The societal aspects of long term stewardship may present several important challenges, such as building trust, communicating the nature of the risks and of the remediation and stewardship options, reconciling economic, management and technical issues with considerations of public values and beliefs, resolving ethical questions and engaging stakeholders in the decision making process, and thereafter retaining stakeholder commitment.

Many regulations assign authority and responsibility for environmental contamination into the foreseeable future, i.e., decades, but residual contamination at facilities or sites may remain hazardous for a very long time.

5.1.3 Life cycle management and stewardship

In recent years a slow change in paradigms has occurred: awakening awareness of long term ecological problems has led to a move away from treating environmental problems only after they have occurred. The goal is to avoid environmental impacts from the beginning in the life cycle of a human activity. This life cycle management aims to treat each stage in the life of a facility or site not as an isolated event but as one phase in its overall life. Thus, the planning does not only cover each stage but is also a continuing activity, taking into account actual and projected developments.
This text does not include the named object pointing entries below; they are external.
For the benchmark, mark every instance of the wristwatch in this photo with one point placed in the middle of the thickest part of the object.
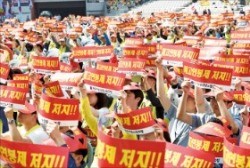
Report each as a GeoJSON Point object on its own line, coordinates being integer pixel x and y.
{"type": "Point", "coordinates": [12, 121]}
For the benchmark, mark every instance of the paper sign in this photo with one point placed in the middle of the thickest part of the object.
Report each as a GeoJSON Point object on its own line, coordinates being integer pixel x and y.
{"type": "Point", "coordinates": [104, 81]}
{"type": "Point", "coordinates": [65, 112]}
{"type": "Point", "coordinates": [214, 129]}
{"type": "Point", "coordinates": [239, 97]}
{"type": "Point", "coordinates": [21, 77]}
{"type": "Point", "coordinates": [54, 88]}
{"type": "Point", "coordinates": [67, 80]}
{"type": "Point", "coordinates": [135, 52]}
{"type": "Point", "coordinates": [132, 66]}
{"type": "Point", "coordinates": [240, 35]}
{"type": "Point", "coordinates": [235, 156]}
{"type": "Point", "coordinates": [23, 84]}
{"type": "Point", "coordinates": [137, 122]}
{"type": "Point", "coordinates": [106, 66]}
{"type": "Point", "coordinates": [175, 55]}
{"type": "Point", "coordinates": [4, 72]}
{"type": "Point", "coordinates": [65, 67]}
{"type": "Point", "coordinates": [178, 156]}
{"type": "Point", "coordinates": [86, 53]}
{"type": "Point", "coordinates": [215, 42]}
{"type": "Point", "coordinates": [12, 96]}
{"type": "Point", "coordinates": [247, 97]}
{"type": "Point", "coordinates": [206, 143]}
{"type": "Point", "coordinates": [121, 153]}
{"type": "Point", "coordinates": [20, 155]}
{"type": "Point", "coordinates": [133, 41]}
{"type": "Point", "coordinates": [45, 65]}
{"type": "Point", "coordinates": [207, 76]}
{"type": "Point", "coordinates": [245, 137]}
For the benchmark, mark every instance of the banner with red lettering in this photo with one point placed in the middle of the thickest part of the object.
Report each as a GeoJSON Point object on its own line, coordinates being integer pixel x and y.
{"type": "Point", "coordinates": [12, 96]}
{"type": "Point", "coordinates": [45, 65]}
{"type": "Point", "coordinates": [241, 59]}
{"type": "Point", "coordinates": [121, 153]}
{"type": "Point", "coordinates": [137, 122]}
{"type": "Point", "coordinates": [214, 129]}
{"type": "Point", "coordinates": [21, 155]}
{"type": "Point", "coordinates": [36, 88]}
{"type": "Point", "coordinates": [240, 35]}
{"type": "Point", "coordinates": [245, 137]}
{"type": "Point", "coordinates": [65, 112]}
{"type": "Point", "coordinates": [132, 66]}
{"type": "Point", "coordinates": [207, 76]}
{"type": "Point", "coordinates": [240, 70]}
{"type": "Point", "coordinates": [247, 97]}
{"type": "Point", "coordinates": [107, 66]}
{"type": "Point", "coordinates": [104, 81]}
{"type": "Point", "coordinates": [211, 42]}
{"type": "Point", "coordinates": [192, 40]}
{"type": "Point", "coordinates": [207, 143]}
{"type": "Point", "coordinates": [133, 41]}
{"type": "Point", "coordinates": [65, 67]}
{"type": "Point", "coordinates": [179, 156]}
{"type": "Point", "coordinates": [92, 53]}
{"type": "Point", "coordinates": [207, 53]}
{"type": "Point", "coordinates": [67, 80]}
{"type": "Point", "coordinates": [54, 88]}
{"type": "Point", "coordinates": [235, 156]}
{"type": "Point", "coordinates": [176, 55]}
{"type": "Point", "coordinates": [23, 84]}
{"type": "Point", "coordinates": [21, 77]}
{"type": "Point", "coordinates": [238, 97]}
{"type": "Point", "coordinates": [135, 52]}
{"type": "Point", "coordinates": [4, 72]}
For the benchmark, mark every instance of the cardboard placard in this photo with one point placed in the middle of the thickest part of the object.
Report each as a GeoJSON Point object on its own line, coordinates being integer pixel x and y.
{"type": "Point", "coordinates": [12, 96]}
{"type": "Point", "coordinates": [65, 112]}
{"type": "Point", "coordinates": [104, 81]}
{"type": "Point", "coordinates": [121, 153]}
{"type": "Point", "coordinates": [19, 154]}
{"type": "Point", "coordinates": [137, 122]}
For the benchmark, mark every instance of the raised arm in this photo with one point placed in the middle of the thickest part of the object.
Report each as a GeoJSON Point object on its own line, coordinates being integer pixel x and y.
{"type": "Point", "coordinates": [181, 110]}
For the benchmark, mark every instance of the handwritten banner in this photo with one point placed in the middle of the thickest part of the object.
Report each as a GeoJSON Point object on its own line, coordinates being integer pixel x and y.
{"type": "Point", "coordinates": [21, 77]}
{"type": "Point", "coordinates": [121, 153]}
{"type": "Point", "coordinates": [54, 88]}
{"type": "Point", "coordinates": [247, 97]}
{"type": "Point", "coordinates": [87, 52]}
{"type": "Point", "coordinates": [192, 40]}
{"type": "Point", "coordinates": [239, 70]}
{"type": "Point", "coordinates": [206, 143]}
{"type": "Point", "coordinates": [12, 96]}
{"type": "Point", "coordinates": [137, 122]}
{"type": "Point", "coordinates": [178, 156]}
{"type": "Point", "coordinates": [245, 137]}
{"type": "Point", "coordinates": [214, 129]}
{"type": "Point", "coordinates": [4, 72]}
{"type": "Point", "coordinates": [106, 66]}
{"type": "Point", "coordinates": [175, 55]}
{"type": "Point", "coordinates": [235, 156]}
{"type": "Point", "coordinates": [45, 65]}
{"type": "Point", "coordinates": [23, 84]}
{"type": "Point", "coordinates": [207, 76]}
{"type": "Point", "coordinates": [65, 112]}
{"type": "Point", "coordinates": [135, 52]}
{"type": "Point", "coordinates": [214, 42]}
{"type": "Point", "coordinates": [240, 35]}
{"type": "Point", "coordinates": [104, 81]}
{"type": "Point", "coordinates": [67, 80]}
{"type": "Point", "coordinates": [132, 66]}
{"type": "Point", "coordinates": [133, 41]}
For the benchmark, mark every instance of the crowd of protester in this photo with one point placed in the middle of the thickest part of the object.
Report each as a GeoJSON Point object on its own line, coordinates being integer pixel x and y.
{"type": "Point", "coordinates": [178, 105]}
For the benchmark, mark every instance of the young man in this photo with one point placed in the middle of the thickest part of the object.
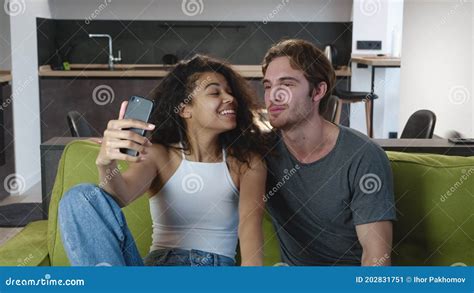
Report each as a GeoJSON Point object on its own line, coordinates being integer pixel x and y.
{"type": "Point", "coordinates": [329, 188]}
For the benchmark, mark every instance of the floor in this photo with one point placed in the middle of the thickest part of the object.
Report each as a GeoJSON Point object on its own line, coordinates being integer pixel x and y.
{"type": "Point", "coordinates": [31, 195]}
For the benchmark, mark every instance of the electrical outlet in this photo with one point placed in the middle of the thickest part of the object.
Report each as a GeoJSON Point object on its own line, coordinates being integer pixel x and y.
{"type": "Point", "coordinates": [369, 45]}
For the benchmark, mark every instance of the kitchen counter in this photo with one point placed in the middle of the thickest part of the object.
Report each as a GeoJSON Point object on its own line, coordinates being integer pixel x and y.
{"type": "Point", "coordinates": [374, 60]}
{"type": "Point", "coordinates": [5, 76]}
{"type": "Point", "coordinates": [145, 70]}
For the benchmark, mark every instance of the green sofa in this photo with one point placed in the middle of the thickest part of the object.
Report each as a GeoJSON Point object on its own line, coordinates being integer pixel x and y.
{"type": "Point", "coordinates": [434, 200]}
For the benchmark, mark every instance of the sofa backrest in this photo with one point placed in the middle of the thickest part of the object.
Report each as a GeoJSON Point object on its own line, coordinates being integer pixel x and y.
{"type": "Point", "coordinates": [434, 197]}
{"type": "Point", "coordinates": [77, 165]}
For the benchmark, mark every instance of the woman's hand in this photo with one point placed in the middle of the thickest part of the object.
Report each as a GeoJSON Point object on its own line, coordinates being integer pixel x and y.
{"type": "Point", "coordinates": [116, 137]}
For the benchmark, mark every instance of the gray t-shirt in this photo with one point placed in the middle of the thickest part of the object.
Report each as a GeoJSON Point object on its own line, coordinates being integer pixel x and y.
{"type": "Point", "coordinates": [315, 207]}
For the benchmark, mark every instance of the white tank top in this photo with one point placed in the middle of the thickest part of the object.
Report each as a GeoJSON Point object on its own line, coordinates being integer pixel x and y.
{"type": "Point", "coordinates": [197, 208]}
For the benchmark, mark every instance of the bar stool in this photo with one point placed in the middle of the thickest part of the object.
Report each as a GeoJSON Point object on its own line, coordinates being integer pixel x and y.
{"type": "Point", "coordinates": [349, 97]}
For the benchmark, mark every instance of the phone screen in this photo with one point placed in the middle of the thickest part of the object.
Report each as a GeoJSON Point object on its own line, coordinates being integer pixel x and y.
{"type": "Point", "coordinates": [138, 108]}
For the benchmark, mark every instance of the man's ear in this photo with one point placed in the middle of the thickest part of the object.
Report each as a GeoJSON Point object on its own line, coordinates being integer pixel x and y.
{"type": "Point", "coordinates": [185, 111]}
{"type": "Point", "coordinates": [319, 91]}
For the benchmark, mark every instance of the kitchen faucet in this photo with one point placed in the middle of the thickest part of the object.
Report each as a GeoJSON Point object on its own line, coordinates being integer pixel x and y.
{"type": "Point", "coordinates": [112, 59]}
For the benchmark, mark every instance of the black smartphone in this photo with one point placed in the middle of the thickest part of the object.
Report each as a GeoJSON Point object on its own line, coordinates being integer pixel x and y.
{"type": "Point", "coordinates": [462, 140]}
{"type": "Point", "coordinates": [138, 108]}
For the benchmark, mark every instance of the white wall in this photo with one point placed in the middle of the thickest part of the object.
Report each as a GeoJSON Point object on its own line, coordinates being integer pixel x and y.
{"type": "Point", "coordinates": [5, 47]}
{"type": "Point", "coordinates": [244, 10]}
{"type": "Point", "coordinates": [376, 20]}
{"type": "Point", "coordinates": [25, 90]}
{"type": "Point", "coordinates": [437, 64]}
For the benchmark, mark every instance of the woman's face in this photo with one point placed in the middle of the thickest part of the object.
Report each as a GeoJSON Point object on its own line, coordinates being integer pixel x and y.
{"type": "Point", "coordinates": [211, 105]}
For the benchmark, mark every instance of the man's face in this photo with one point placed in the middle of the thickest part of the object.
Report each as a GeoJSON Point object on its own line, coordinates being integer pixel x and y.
{"type": "Point", "coordinates": [287, 94]}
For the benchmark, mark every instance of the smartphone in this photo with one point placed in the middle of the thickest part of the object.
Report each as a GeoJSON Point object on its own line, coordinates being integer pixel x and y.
{"type": "Point", "coordinates": [138, 108]}
{"type": "Point", "coordinates": [461, 140]}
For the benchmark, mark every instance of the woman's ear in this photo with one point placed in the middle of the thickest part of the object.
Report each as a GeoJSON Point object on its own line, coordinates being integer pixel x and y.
{"type": "Point", "coordinates": [185, 111]}
{"type": "Point", "coordinates": [319, 91]}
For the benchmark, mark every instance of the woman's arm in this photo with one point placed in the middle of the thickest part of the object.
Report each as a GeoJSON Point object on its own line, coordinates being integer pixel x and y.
{"type": "Point", "coordinates": [251, 209]}
{"type": "Point", "coordinates": [142, 170]}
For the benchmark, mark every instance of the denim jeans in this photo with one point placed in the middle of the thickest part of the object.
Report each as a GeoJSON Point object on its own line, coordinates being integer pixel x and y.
{"type": "Point", "coordinates": [94, 232]}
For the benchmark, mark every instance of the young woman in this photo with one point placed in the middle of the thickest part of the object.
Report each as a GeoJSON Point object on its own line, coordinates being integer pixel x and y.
{"type": "Point", "coordinates": [202, 167]}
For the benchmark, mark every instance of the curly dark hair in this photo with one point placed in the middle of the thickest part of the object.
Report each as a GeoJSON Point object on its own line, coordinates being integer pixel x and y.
{"type": "Point", "coordinates": [177, 89]}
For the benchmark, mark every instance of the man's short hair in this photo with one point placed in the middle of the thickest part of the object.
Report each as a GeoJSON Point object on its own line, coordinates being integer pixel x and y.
{"type": "Point", "coordinates": [308, 58]}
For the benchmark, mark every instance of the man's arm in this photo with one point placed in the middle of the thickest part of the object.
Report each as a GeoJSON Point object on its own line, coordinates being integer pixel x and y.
{"type": "Point", "coordinates": [251, 209]}
{"type": "Point", "coordinates": [376, 241]}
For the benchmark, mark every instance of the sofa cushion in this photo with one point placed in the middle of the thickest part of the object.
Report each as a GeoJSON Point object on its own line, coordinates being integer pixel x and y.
{"type": "Point", "coordinates": [77, 165]}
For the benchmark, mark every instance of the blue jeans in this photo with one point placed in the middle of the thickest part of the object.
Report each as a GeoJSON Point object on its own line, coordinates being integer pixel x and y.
{"type": "Point", "coordinates": [94, 232]}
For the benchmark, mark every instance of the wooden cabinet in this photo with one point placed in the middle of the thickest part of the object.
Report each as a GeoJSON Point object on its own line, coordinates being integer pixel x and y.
{"type": "Point", "coordinates": [97, 99]}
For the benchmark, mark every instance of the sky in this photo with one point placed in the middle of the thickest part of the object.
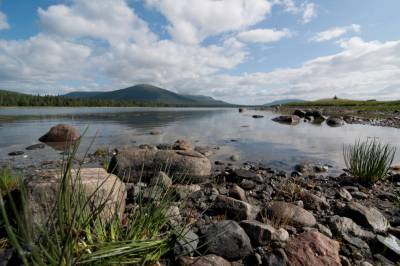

As a consequence, a more forward looking integrated management of human activities was introduced into the legislation in many countries.

5.1.4 Regulatory framework

The objectives and outcomes of remedial actions have a direct and lasting effect on the level of long term stewardship required at a site. The International Commission on Radiological Protection (ICRP) stipulates that:

‘Remediation measures shall be justified by means of a decision aiding process requiring a positive balance of all relevant attributes relating to the contamination. In addition to the avertable annual doses, both individual and collective, other relevant attributes shall be assessed’ [ICRP-1990].

The prime objectives for remediation actions are the abatement of environmental impacts and the reduction of risks to human and other receptors. According to [IAEA-2003]:

‘Remediation shall (a) reduce the doses to individuals or groups of individuals being exposed; (b) avert doses to individuals or groups of individuals that are likely to arise in the future; © prevent and reduce environmental impacts from the radionuclides present in the contaminated area’.

The criteria for the release of sites from regulatory control upon the termination of practices have been formulated recently in an IAEA Safety Guide [IAEA-2006a], see Section 2.5. Though strictly speaking this guide applies only to the decommissioning of authorized practices, sites where past practices or accidents have led to contamination in the ground would have to comply with most of the criteria set out there. The preferred option, according to this IAEA Safety Guide, is unrestricted release provided the site meets the appropriate release criteria developed for a reasonable set of possible future uses (see also Section 5.2.10.5).

In the case of restricted use:

‘The restrictions should be designed and implemented to provide reasonable assurance of compliance with the dose constraint for as long as they are necessary… Therefore, existing regulatory limits on the institutional control time frames should be taken into consideration in deciding whether to release a site for restricted use’.

The scope of a stewardship program is outlined implicitly in Section 5.1.2, while the actual regulatory framework will vary from country to country. Even after free release, a site may become the source of contamination, hence:

‘Consideration should be given to the potential circulation of material coming from future modification of the buildings, including demolition after site release. Materials originating from the site, after the site is released from regulatory control, need to comply with the national requirements for radiation protection … This should be an integral part of the optimization analysis of the remediation process. Scenarios for exposure to sites released for unrestricted use should be realistic and consider the potential uses of the materials from the released site’ (see Section 2.5 and [IAEA-2006a]).